Cuda support for legacy GPUs

I’m trying to use an older laptop to try some Cuda-related code. It has a Quadro FX 2700M GPU. If I go to CUDA GPUs - Compute Capability | NVIDIA Developer this GPU is NOT listed under the Cuda-Enabled Quadro products. However, if I click on the link on that page to the ‘legacy CUDA GPUs’ page, this GPU is listed as a Cuda-Enabled Quadro Products. So I’m hopeful.

So I installed Ubuntu 14.04 on my 64-bit laptop computer and the NVidia 340.98 driver as I understand the latter is the latest 64-bit Linux driver that is compatible with this GPU. And I installed Cuda 6.5 (which is the latest version of Cuda compatiable with this driver). (And Ubuntu 14.04 is the latest Ubuntu compatible with Cuda 6.5, I believe).

Anyway - got everything working and tried to run a simple cuda program:

#include <stdio.h>
int main(void)
{
    int count
    cudaGetDeviceCount(&count);
    printf("count = %d\n",count);
    return 0;
}

The result is ‘count = 0’. So it does not appear to be seeing my GPU. If I run ‘nvidia-smi -a’ I get a long list of stats about the GPU (many listed as ‘N/A’) but I’m not sure if there is something there that IDs the problem.

I have also tried to run ‘sudo nvidia-xconfig --enable-all-gpus’ but that also does not seem to help.

Is there something I need to do to get this ‘legacy’ GPU recognized by Cuda?

All cuda API calls return an error code.
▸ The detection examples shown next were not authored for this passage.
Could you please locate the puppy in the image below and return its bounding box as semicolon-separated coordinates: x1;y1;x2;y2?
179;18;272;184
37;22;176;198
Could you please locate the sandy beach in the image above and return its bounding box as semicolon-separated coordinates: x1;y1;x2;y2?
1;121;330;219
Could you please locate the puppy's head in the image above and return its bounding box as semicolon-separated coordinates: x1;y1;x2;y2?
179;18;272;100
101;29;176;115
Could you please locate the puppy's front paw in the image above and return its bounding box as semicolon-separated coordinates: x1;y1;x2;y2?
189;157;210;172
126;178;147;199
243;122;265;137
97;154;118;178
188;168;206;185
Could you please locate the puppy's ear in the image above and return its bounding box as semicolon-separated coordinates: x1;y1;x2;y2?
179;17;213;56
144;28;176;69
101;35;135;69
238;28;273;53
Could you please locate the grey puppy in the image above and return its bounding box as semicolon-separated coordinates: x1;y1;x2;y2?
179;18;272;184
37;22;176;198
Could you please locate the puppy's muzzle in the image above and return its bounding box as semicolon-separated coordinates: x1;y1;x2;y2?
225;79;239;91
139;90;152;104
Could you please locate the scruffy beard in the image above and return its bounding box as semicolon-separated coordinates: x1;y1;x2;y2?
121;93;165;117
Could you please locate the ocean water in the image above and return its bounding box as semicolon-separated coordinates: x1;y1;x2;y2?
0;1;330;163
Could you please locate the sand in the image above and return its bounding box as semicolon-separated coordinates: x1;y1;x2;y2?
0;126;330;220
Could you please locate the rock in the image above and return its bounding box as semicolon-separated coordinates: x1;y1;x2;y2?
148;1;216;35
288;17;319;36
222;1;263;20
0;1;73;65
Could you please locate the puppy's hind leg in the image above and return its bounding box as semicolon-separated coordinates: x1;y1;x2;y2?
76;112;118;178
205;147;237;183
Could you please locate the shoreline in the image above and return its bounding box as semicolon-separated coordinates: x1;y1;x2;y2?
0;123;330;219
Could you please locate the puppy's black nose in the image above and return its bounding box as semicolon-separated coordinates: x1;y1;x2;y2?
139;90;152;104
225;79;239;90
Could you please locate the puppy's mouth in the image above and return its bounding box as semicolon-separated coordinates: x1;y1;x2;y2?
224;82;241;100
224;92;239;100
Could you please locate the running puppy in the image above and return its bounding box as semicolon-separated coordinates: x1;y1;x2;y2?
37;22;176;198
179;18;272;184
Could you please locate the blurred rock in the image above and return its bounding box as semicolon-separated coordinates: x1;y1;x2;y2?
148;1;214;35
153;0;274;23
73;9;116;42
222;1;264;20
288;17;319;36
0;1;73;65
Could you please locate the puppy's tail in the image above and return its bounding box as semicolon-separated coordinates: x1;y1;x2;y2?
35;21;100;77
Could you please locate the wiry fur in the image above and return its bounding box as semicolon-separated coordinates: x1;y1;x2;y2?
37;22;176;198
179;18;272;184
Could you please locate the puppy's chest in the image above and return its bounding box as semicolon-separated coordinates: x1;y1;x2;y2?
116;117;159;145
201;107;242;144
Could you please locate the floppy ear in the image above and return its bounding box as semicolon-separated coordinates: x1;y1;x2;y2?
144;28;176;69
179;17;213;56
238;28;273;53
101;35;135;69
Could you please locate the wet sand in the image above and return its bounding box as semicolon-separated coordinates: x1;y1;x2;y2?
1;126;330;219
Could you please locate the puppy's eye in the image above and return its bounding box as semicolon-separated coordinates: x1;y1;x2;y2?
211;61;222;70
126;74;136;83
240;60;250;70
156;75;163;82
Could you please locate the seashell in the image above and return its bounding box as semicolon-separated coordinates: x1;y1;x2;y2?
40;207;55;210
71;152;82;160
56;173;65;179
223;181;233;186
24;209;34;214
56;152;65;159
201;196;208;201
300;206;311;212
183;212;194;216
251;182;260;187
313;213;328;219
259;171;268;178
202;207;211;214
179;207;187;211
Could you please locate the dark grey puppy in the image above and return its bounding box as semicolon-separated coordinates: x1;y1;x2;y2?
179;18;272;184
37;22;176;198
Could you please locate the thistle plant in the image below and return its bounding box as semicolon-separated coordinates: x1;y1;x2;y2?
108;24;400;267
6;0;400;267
You should always be checking those when you are having trouble with a CUDA code.

Even better, run the cuda sample code deviceQuery and report what it says. also include the output of nvidia-smi

My guess would be you have 1 of 2 issues:

  1. Improper GPU driver install
  2. optimus issue

For item 1, the exact method you used to install 340.98 and then CUDA 6.5 could have corrupted your 340.98 driver install.

For item 2, something like this is what I am referring to:

https://devtalk.nvidia.com/default/topic/977952/cuda-setup-and-installation/quadro-k1100m-cuda-support/

To have a good shot of resolving item 1, start over with a clean install of the OS and just install CUDA 6.5. It should pull in a usable driver.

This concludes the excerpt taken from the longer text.